Zhang Fang Fang, Haslam Danielle E, Terry Mary Beth, Knight Julia A, Andrulis Irene L, Daly Mary B, Buys Saundra S, John Esther M
Friedman School of Nutrition Science and Policy, Tufts University, Boston, Massachusetts.
Mailman School of Public Health, Columbia University, New York, New York.
Cancer. 2017 Jun 1;123(11):2070-2079. doi: 10.1002/cncr.30615. Epub 2017 Mar 6.
Soy foods possess both antiestrogenic and estrogen-like properties. It remains controversial whether women diagnosed with breast cancer should be advised to eat more or less soy foods, especially for those who receive hormone therapies as part of cancer treatment.
The association of dietary intake of isoflavone, the major phytoestrogen in soy, with all-cause mortality was examined in 6235 women with breast cancer enrolled in the Breast Cancer Family Registry. Dietary intake was assessed using a Food Frequency Questionnaire developed for the Hawaii-Los Angeles Multiethnic Cohort among 5178 women who reported prediagnosis diet and 1664 women who reported postdiagnosis diet. Cox proportional-hazard models were used to estimate hazard ratios (HRs) and 95% confidence intervals (CIs).
During a median follow-up of 113 months (approximately 9.4 years), 1224 deaths were documented. A 21% decrease was observed in all-cause mortality for women who had the highest versus lowest quartile of dietary isoflavone intake (≥1.5 vs < 0.3 mg daily: HR, 0.79; 95% confidence interval CI, 0.64-0.97; P = .01). Lower mortality associated with higher intake was limited to women who had tumors that were negative for hormone receptors (HR, 0.49; 95% CI, 0.29-0.83; P = .005) and those who did not receive hormone therapy for their breast cancer (HR, 0.68; 95% CI, 0.51-0.91; P = .02). Interactions, however, did not reach statistical significance.

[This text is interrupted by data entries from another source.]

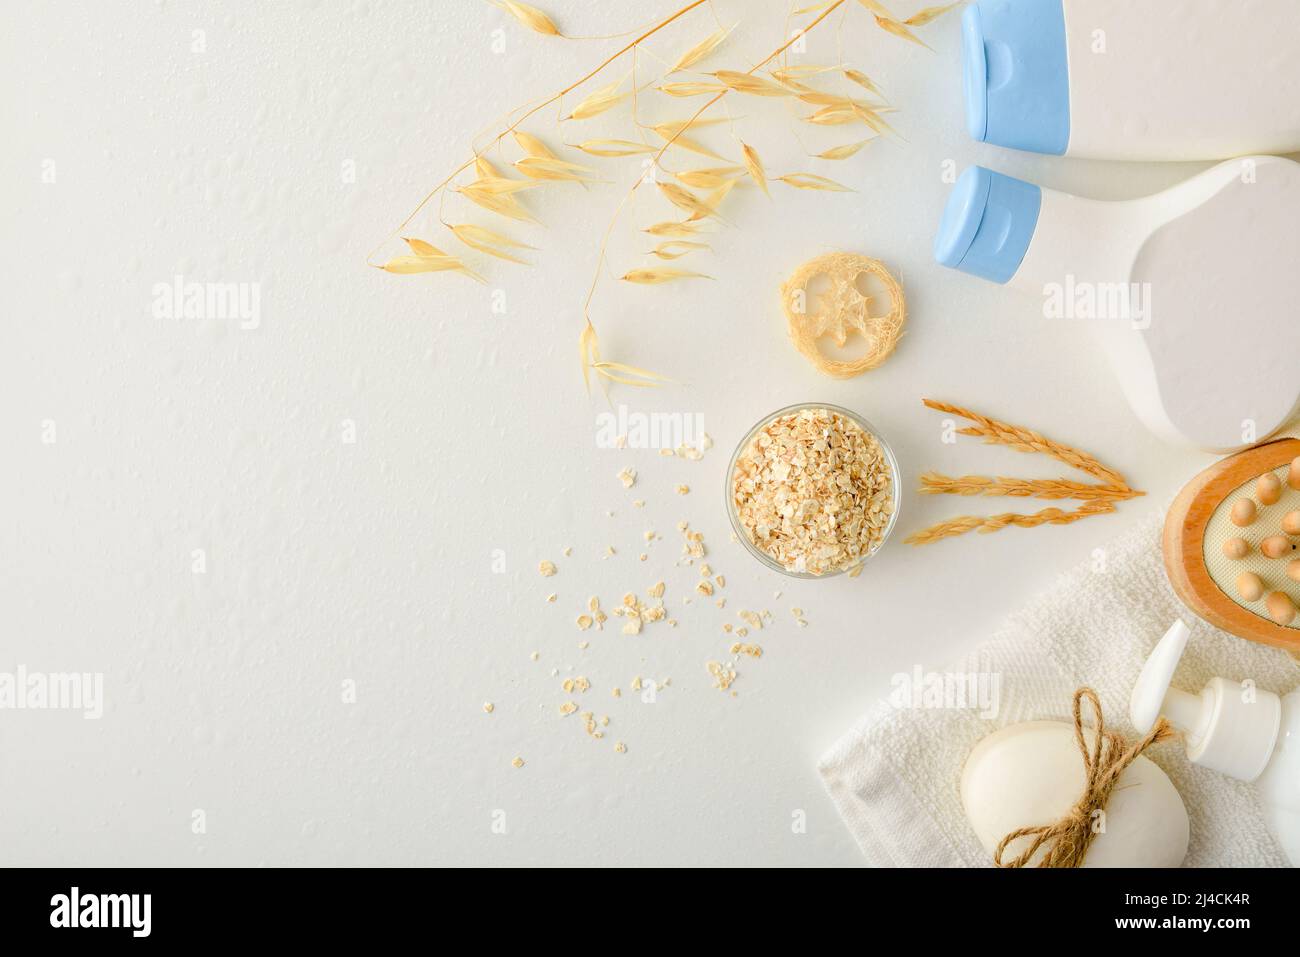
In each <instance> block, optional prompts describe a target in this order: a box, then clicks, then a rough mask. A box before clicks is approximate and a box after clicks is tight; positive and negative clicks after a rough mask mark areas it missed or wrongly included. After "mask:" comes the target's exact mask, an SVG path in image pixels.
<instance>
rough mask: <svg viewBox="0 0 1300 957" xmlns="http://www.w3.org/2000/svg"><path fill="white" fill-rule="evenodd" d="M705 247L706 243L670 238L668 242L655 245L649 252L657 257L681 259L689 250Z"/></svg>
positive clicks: (652, 254) (700, 248)
mask: <svg viewBox="0 0 1300 957" xmlns="http://www.w3.org/2000/svg"><path fill="white" fill-rule="evenodd" d="M707 248H708V244H707V243H693V242H689V241H686V239H669V241H668V242H664V243H659V244H658V246H655V247H654V248H653V250H651V251H650V254H651V255H654V256H658V257H659V259H681V257H682V256H685V255H686V254H689V252H694V251H695V250H707Z"/></svg>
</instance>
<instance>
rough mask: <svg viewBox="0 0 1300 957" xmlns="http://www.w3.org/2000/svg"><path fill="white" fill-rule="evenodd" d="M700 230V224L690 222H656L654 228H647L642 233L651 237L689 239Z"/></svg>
mask: <svg viewBox="0 0 1300 957" xmlns="http://www.w3.org/2000/svg"><path fill="white" fill-rule="evenodd" d="M698 230H699V224H698V222H692V221H689V220H686V221H684V222H671V221H669V222H656V224H654V225H653V226H646V228H645V229H643V230H642V231H645V233H649V234H650V235H667V237H677V238H681V237H688V235H695V233H697V231H698Z"/></svg>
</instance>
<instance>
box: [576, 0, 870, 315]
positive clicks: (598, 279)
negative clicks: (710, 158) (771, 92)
mask: <svg viewBox="0 0 1300 957" xmlns="http://www.w3.org/2000/svg"><path fill="white" fill-rule="evenodd" d="M844 4H845V0H833V1H832V3H831V4H829V5H828V7H826V9H823V10H822V12H820V13H819V14H818V16H816V18H815V20H811V21H809V23H807V25H806V26H803V27H802V29H801V30H796V31H794V33H793V34H792V35H790V39H789V40H787V42H785V43H783V44H781V46H780V47H777V48H776V49H774V51H772V52H771V53H768V55H767V56H766V57H763V59H762V60H761V61H759V62H757V64H754V65H753V66H751V68H750V69H749V70H746V72H745V73H742V74H735V75H737V77H753V75H754V74H755V73H757V72H758V70H761V69H763V68H764V66H767V65H768V64H770V62H772V61H774V60H776V59H777V57H779V56H781V55H783V53H784V52H785V51H787V49H789V48H790V47H792V46H794V43H796V42H798V40H800V39H801V38H803V36H806V35H807V34H809V31H811V30H814V29H815V27H816V26H818V25H819V23H820V22H822V21H824V20H826V18H827V17H829V16H831V14H832V13H835V12H836V10H837V9H839V8H840V7H842V5H844ZM732 88H733V87H731V86H727V87H725V88H724V90H722V91H719V92H716V94H714V95H712V96H710V98H708V100H707V101H706V103H705V104H703V105H702V107H699V109H697V111H695V112H694V113H693V114H692V116H690V117H689V118H688V120H686V121H685V122H682V124H679V126H677V129H676V131H675V133H672V135H669V137H666V138H664V143H663V146H660V147H659V150H658V151H656V152H655V153H654V156H653V157H651V160H650V163H651V165H654V166H659V165H660V164H659V161H660V160H662V159H663V155H664V153H666V152H667V151H668V147H671V146H672V144H673V143H676V142H679V140H680V139H682V137H684V135H685V133H686V131H688V130H689V129H690V127H692V126H694V125H695V122H697V121H698V120H699V117H701V116H703V113H705V112H706V111H707V109H708V108H710V107H712V105H714V104H716V103H719V101H720V100H722V99H723V98H724V96H727V94H729V92H732ZM643 182H646V177H645V176H643V174H642V176H641V177H638V178H637V181H636V182H634V183H633V185H632V189H629V190H628V192H627V194H625V195H624V198H623V200H621V202H620V203H619V205H617V208H616V209H615V211H614V216H612V217H611V220H610V225H608V226H606V229H604V235H603V237H602V238H601V248H599V251H598V252H597V257H595V269H594V274H593V276H591V285H590V286H589V287H588V293H586V299H584V300H582V317H584V319H585V320H586V325H588V326H590V325H591V316H590V308H591V299H593V296H594V295H595V287H597V285H598V283H599V281H601V272H602V269H603V268H604V257H606V252H607V250H608V244H610V235H611V234H612V231H614V226H615V225H616V224H617V221H619V217H620V216H621V215H623V211H624V209H625V208H627V205H628V202H629V200H630V199H632V196H633V195H636V191H637V189H638V187H640V186H641V185H642V183H643Z"/></svg>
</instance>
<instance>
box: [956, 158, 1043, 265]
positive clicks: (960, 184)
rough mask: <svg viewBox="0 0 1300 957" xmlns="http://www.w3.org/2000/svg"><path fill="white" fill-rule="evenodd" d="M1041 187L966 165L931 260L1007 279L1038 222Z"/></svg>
mask: <svg viewBox="0 0 1300 957" xmlns="http://www.w3.org/2000/svg"><path fill="white" fill-rule="evenodd" d="M1041 205H1043V190H1040V189H1039V187H1037V186H1035V185H1034V183H1027V182H1024V181H1023V179H1015V178H1013V177H1009V176H1002V174H1001V173H995V172H993V170H991V169H984V168H983V166H971V168H970V169H967V170H966V172H965V173H962V174H961V177H958V179H957V185H956V186H954V187H953V191H952V195H949V196H948V205H946V207H944V218H943V220H940V222H939V235H936V237H935V259H936V260H937V261H939V263H940V264H943V265H946V267H952V268H953V269H961V270H962V272H966V273H971V274H972V276H980V277H983V278H985V280H992V281H993V282H1006V281H1008V280H1010V278H1011V277H1013V276H1015V270H1017V269H1019V268H1021V261H1022V260H1023V259H1024V252H1026V250H1028V248H1030V241H1031V239H1032V238H1034V229H1035V228H1036V226H1037V225H1039V209H1040V207H1041Z"/></svg>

In this large, ethnically diverse cohort of women with breast cancer living in North America, a higher dietary intake of isoflavone was associated with reduced all-cause mortality. Cancer 2017;123:2070-2079. © 2017 American Cancer Society.
大豆食品具有抗雌激素和雌激素样特性。对于已确诊患有乳腺癌的女性,是否应建议她们多吃或少吃大豆食品仍存在争议,尤其是对于那些接受激素疗法作为癌症治疗一部分的女性。
在乳腺癌家族登记处登记的6235名乳腺癌女性中,研究了大豆中主要植物雌激素异黄酮的膳食摄入量与全因死亡率之间的关联。膳食摄入量通过为夏威夷 - 洛杉矶多种族队列开发的食物频率问卷进行评估,其中5178名女性报告了诊断前饮食,1664名女性报告了诊断后饮食。使用Cox比例风险模型估计风险比(HRs)和95%置信区间(CIs)。
在中位随访113个月(约9.4年)期间,记录了1224例死亡。膳食异黄酮摄入量处于最高四分位数与最低四分位数的女性相比,全因死亡率下降了21%(每日≥1.5毫克与<0.3毫克:HR,0.79;95%置信区间CI,0.64 - 0.97;P = 0.01)。较高摄入量与较低死亡率的关联仅限于激素受体阴性肿瘤的女性(HR,0.49;95% CI,0.29 - 0.83;P = 0.005)以及未接受乳腺癌激素治疗的女性(HR,0.68;95% CI,0.51 - 0.91;P = 0.02)。然而,相互作用未达到统计学显著性。
在这个居住在北美的种族多样化的大型乳腺癌女性队列中,较高的异黄酮膳食摄入量与全因死亡率降低相关。《癌症》2017年;123:2070 - 2079。©2017美国癌症协会。